Assistant Professor of Biochemistry at the University of Utah
Art and science have always overlapped; early scientists used illustrations to depict what they saw under the microscope. Janet Iwasa of the University of Utah is trying to re-establish this link to make thorny scientific data and models approachable to the common eye. Iwasa offers her brief but spectacular take on how 3D animation can make molecular science more accessible.
JUDY WOODRUFF: And now to another in our Brief But Spectacular series.
Tonight, we hear from Janet Iwasa, an assistant professor of biochemistry at the University of Utah, who is trying to increase the public's understanding of science at a molecular level using computer animation.
JANET IWASA, Assistant Professor of Biochemistry, University of Utah: I was in a lab that studied the actin cytoskeleton.

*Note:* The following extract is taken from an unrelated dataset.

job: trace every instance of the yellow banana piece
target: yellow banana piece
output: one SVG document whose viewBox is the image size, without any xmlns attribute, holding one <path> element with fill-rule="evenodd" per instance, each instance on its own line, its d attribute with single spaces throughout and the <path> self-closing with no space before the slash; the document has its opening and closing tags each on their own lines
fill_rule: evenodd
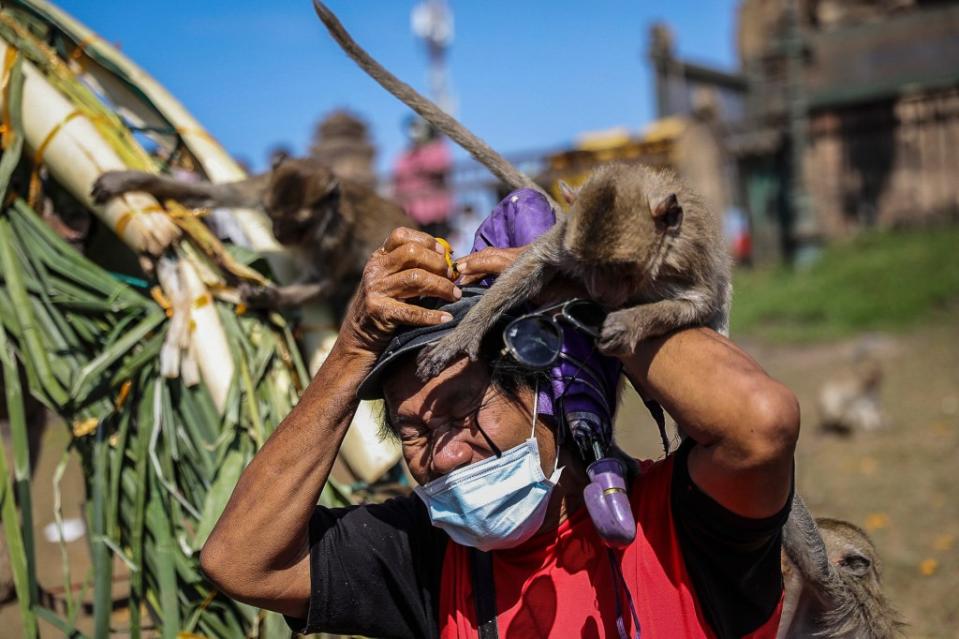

So, this is looking at the way cells crawl. And we were right next door to a lab that studied how proteins move along microtubules, so this is considered kind of the highway of the cell.
I never really got it, until I saw this 3-D animation that showed all of that detail. And so it made me think, why aren't we all doing this? We should all be animating the things that we study.
The traditional way for a scientist to visualize their hypothesis is using something called a model figure. And it's kind of like a stick drawing representation of cells and molecules where you have one protein that's a circle and then another protein that's a square, and then you draw an arrow to show these things come together.
Animation can take a lot of that information and really convey it in a way that's more dynamic and true to what we actually understand.
I had this incredible postdoctoral fellowship from the National Science Foundation. I basically said, I need to learn animation to do this. And so I wrote into the grant that I needed to go to Hollywood and learn the best animation software I could learn.
The things that a lot of cell biologists and molecular biologists study are basically smaller than the wavelength of light. The animation is a way to tell that story.
I think the kind of the depth of our understanding of HIV and how HIV works hasn't been communicated, partially because it's really hard to tell those kinds of stories.
We have a vast amount of information about how HIV works. Almost every single part of the HIV life cycle has been very clearly defined, but I think the problem is, all of this information is locked away in the way that scientists normally share data, which is in publications. And the publications are hard to read, but they are also generally not that accessible.
My idea is to use to use animation to basically take all of that data and to create this visual hypothesis of how we think HIV gets into cells and what it does inside cells and how it gets out. We just know so much. And I want to be able to tell that story.
Historically, art and science were not two things that were separate. A lot of really famous scientists, people who did early microscopy were actually artists, too. They had to be able to depict the things that they saw under the microscope or through a telescope on a piece of paper to actually do that communication and to show what they were seeing.
And we still do need to have these artistic skills and be able to convey our ideas visually in order to actually really do good science.
My name is Janet Iwasa, and this is my Brief But Spectacular take on molecular animation.